239 Scientists Ask WHO To Change Its Position on How COVID-19 Spreads Through Air
Plus: debunking antitrust myths, defunding U.S. Air Marshals, and more...
Research scientists want less emphasis on hand-washing, more on masks. A group of 239 scientists from 32 countries is asking the World Health Organization (WHO) to revise its position on the airborne spread of COVID-19.
The change could "cause an enormous shudder through the infection control society," said New South Wales University epidemiologist Mary-Louise McLaws, part of a WHO committee on the issue.
But this brewing battle will likely have little impact on behavior, at least in America, where coronavirus containment measures have depended little on the slow-moving advice of public health bodies or state and federal authorities. Many of us have been doing things like wearing masks inside stores and other businesses, keeping our distance from others within them, and avoiding them if they're too crowded—regardless of, or with no idea about, what the WHO recommends. We've been hearing for months that droplets from people infected with the new coronavirus could linger in the air and cause new infections, and doing our best to take precautions.
Precisely how much danger aerosol droplets from COVID-19 patients pose is still unclear.
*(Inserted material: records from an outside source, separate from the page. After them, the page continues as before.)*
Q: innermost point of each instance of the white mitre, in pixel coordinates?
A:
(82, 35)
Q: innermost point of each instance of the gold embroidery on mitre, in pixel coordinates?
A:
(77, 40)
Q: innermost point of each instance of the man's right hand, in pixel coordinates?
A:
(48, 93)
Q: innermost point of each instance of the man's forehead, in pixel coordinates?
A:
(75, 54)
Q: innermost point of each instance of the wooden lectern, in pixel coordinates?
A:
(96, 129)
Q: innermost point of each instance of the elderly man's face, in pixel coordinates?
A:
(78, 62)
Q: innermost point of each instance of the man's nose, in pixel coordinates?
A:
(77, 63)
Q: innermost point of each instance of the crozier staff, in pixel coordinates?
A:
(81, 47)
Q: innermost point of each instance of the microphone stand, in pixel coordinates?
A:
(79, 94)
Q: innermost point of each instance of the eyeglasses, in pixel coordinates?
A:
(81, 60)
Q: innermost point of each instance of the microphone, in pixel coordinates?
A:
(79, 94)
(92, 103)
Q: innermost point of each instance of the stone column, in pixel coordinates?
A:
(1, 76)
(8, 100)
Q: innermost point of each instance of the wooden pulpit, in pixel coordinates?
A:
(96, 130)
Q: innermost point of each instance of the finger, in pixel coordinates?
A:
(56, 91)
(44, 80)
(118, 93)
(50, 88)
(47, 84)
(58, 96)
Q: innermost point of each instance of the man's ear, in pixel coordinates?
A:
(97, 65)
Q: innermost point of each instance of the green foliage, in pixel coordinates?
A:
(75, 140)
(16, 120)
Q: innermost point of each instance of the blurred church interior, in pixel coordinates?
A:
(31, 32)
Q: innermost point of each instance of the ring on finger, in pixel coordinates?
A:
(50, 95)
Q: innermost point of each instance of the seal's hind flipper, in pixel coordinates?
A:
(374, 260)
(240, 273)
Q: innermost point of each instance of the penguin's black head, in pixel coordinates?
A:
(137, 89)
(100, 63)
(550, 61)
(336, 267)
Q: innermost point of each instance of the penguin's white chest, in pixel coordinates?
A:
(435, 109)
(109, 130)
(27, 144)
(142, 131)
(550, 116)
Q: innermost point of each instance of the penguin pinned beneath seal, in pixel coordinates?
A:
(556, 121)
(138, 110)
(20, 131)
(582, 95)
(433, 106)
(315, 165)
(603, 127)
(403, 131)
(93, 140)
"There is no incontrovertible proof that SARS-CoV-2 travels or is transmitted significantly by aerosols, but there is absolutely no evidence that it's not," Trish Greenhalgh, a doctor at the University of Oxford, told The New York Times.
For a while, however, most scientists have seemed more worried about the airborne spread of COVID-19 than surface-based spread.
But not the WHO. "Even in its latest update on the coronavirus, released June 29 … [it] said airborne transmission of the virus is possible only after medical procedures that produce aerosols, or droplets smaller than 5 microns," notes the Times. The WHO's focus has been to emphasize surface-based spread.
In not recommending precautions against airborne spread, the WHO is lagging behind not only scientists but basically everyone else, too.
This isn't the first time in this pandemic that the WHO—or public health authorities and government "experts" more broadly—have sowed scientific confusion or lagged on recommending things that many people and businesses are already doing and many individual scientists and medical workers were already encouraging.
The good news: nobody seems to be waiting for the WHO catch up—and the precautions a lot of people are currently taking to stop indoor transmission are probably fine.
Bill Hanage, an epidemiologist at Harvard University, told the Times we needn't go overboard with fear of the virus hanging in the air:
We have this notion that airborne transmission means droplets hanging in the air capable of infecting you many hours later, drifting down streets, through letter boxes and finding their way into homes everywhere.
But that's not the case.
As the Times explains, "the coronavirus seemed to be most infectious when people were in prolonged contact at close range, especially indoors, and even more so in superspreader events—exactly what scientists would expect from aerosol transmission."
WHO members told the Times that airborne spread was downplayed because they worried that it would distract people from handwashing or that it would lead poorer hospitals and countries to divert resources from other strategies.
In interviews, other scientists criticized this view as paternalistic. "'We're not going to say what we really think, because we think you can't deal with it?' I don't think that's right," said Don Milton, an aerosol expert at the University of Maryland.